A hulking shadow appeared ahead.
The Eastern Gate.
Meihua was thoroughly soaked now, from the rain and the wastewater and her own sweat. She’d only been allowed limited physical lessons, nothing near what the soldiers got and definitely nowhere near what even beginner cultivators received.
She had to get through the gate before the alarms sounded.
She didn’t understand why Li Jie or Sui Jiang hadn’t just told her. It was obvious from the way they’d acted that they’d been together for years.
Was she really that untrustworthy?
What was the point of all those years of study, of being locked up in the palace, if they were never going to let her out?
Why was she meant to be chained her entire life?
No one had answered that.
Sui Jiang had just cried that it was for her own good, for the good of the kingdom, that they could let Meihua become her grandfather.
Meihua never met her grandfather. She’d been born a decade after his death and all but a few select portraits and records of him had survived the purge following his death.
Mao Wudu, the Mad Emperor, they called him. 36th Emperor of All Under Heaven. Who’d killed millions of his own people through persecution and famine and greed. Who’d emptied the treasury to feed his cravings and cut down anyone who looked at him the wrong way.
What was it about Meihua that made them think she was going to be just like him?
A man who wiped out entire clans and villages on a whim.
Meihua felt guilt when she accidently stepped on bugs in the gardens.
A man who had killed all sixteen of his half-siblings on his way to the throne.
Meihua had never even set foot in the interrogation pits!
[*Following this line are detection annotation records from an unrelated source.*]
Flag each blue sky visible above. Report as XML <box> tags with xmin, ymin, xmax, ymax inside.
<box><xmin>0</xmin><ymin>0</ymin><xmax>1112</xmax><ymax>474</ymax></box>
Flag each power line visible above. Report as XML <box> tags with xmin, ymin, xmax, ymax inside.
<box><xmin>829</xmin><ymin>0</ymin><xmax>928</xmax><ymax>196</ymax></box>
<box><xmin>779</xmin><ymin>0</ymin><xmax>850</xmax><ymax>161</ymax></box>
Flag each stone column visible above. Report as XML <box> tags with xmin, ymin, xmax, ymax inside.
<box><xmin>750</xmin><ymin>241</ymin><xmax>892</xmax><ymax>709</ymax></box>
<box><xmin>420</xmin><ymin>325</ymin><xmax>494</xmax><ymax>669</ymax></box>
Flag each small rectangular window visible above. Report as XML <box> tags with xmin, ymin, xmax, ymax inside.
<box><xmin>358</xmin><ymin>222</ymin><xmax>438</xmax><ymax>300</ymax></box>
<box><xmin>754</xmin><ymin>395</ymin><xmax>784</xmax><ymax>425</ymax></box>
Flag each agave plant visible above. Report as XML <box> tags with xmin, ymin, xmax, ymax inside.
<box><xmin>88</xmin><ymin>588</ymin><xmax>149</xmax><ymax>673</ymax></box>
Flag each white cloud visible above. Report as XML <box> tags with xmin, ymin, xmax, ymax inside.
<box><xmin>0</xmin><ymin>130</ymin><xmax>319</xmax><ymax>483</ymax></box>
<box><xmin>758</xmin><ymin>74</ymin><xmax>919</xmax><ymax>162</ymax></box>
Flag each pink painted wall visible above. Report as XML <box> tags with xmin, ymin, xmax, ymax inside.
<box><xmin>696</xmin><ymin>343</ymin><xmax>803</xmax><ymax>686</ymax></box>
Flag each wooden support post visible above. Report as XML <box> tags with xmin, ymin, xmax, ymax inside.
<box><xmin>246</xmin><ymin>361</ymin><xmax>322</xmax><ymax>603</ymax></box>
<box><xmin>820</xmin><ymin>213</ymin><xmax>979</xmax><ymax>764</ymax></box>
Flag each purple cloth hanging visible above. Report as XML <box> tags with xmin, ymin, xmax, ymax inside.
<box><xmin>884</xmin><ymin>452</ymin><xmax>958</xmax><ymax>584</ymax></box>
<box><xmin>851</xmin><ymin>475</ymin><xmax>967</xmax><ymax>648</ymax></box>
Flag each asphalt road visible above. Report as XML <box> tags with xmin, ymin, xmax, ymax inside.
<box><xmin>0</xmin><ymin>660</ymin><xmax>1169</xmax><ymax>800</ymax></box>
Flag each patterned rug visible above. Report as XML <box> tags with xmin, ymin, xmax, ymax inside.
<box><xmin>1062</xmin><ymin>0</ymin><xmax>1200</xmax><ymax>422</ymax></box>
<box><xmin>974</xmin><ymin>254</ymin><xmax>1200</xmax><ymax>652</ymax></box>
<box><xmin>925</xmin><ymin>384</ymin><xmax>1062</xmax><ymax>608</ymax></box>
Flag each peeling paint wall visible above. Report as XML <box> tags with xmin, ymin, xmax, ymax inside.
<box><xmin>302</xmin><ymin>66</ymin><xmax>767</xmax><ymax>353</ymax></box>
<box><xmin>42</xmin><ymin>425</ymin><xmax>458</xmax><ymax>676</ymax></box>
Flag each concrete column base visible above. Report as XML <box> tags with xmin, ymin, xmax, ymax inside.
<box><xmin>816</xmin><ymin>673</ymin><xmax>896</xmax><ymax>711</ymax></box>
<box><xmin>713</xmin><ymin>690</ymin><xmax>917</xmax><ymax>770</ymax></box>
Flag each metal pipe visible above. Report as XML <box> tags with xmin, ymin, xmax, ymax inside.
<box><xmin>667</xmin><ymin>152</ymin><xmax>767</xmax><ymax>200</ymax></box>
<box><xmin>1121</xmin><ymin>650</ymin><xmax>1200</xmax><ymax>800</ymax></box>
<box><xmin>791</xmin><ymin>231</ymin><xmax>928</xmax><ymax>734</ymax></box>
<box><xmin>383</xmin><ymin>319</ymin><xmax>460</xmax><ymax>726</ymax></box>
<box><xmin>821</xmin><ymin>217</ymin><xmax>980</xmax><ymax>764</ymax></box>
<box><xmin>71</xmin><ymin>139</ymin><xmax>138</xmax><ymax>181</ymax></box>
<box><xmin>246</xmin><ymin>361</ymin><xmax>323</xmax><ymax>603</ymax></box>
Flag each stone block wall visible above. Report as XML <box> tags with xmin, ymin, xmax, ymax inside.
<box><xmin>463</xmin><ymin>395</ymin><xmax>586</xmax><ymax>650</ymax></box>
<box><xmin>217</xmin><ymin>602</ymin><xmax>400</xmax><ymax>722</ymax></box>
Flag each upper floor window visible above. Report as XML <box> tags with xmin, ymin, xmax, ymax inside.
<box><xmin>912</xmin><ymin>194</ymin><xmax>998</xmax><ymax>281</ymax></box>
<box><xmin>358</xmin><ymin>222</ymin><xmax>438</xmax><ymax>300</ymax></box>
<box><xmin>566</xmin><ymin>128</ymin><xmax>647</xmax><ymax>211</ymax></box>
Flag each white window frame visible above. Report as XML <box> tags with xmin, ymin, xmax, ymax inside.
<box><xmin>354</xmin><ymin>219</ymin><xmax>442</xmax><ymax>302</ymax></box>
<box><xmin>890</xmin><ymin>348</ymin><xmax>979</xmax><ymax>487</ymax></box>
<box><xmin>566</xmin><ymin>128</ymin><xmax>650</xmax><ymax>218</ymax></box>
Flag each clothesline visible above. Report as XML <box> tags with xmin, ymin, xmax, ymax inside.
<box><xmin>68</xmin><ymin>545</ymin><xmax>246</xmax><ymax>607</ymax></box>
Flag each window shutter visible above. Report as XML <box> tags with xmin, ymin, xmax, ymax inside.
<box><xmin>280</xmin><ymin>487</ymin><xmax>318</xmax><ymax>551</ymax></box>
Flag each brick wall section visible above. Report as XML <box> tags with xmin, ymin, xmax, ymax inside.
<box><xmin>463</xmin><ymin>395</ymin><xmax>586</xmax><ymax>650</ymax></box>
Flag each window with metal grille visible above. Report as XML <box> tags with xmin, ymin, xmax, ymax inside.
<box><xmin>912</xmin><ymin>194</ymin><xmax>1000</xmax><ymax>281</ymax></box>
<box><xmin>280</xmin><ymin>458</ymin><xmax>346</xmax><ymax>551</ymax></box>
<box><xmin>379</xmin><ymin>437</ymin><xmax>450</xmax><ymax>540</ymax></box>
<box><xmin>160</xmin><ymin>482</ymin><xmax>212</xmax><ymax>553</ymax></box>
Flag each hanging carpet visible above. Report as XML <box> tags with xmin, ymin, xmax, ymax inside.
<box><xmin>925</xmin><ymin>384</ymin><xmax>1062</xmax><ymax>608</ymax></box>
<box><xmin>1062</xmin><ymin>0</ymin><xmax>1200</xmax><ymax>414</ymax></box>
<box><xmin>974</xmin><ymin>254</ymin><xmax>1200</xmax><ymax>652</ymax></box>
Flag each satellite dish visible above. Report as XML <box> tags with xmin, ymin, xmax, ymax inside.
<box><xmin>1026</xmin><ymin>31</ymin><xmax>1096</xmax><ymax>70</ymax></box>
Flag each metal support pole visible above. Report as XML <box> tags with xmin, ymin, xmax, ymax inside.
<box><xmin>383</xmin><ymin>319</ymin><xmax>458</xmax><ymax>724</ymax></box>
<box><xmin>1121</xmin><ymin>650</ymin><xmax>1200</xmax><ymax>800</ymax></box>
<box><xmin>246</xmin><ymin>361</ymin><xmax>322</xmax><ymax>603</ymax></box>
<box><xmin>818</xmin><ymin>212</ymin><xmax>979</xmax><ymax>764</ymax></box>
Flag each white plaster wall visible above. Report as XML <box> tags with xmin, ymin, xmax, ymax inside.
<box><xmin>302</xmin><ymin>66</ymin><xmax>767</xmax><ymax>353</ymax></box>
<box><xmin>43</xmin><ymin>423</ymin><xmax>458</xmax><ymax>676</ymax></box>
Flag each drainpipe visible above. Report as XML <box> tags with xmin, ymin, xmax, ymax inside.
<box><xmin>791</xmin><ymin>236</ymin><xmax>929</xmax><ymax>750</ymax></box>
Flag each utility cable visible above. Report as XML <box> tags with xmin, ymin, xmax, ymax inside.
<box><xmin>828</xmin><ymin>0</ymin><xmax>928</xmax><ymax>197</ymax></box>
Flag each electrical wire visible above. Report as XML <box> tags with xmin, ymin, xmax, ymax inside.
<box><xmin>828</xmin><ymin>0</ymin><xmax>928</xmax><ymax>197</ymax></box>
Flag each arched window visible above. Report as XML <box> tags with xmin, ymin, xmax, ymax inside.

She’d never been allowed to leave the Inner Palace and Mao Wudu had roamed the empire bring to strife to every corner.
Was Meihua really that much like him?
He’d killed his own mother for interfering in his reign. As frustrated as her mother made her, Meihua had never even imagined harming her.
How could she be anything like him?
But they were all so worried. That was why she’d been confined growing up, according to her father. Why there were so few children around her, according to Sui Jiang. Why everything was so regimented, Kang Su had explained.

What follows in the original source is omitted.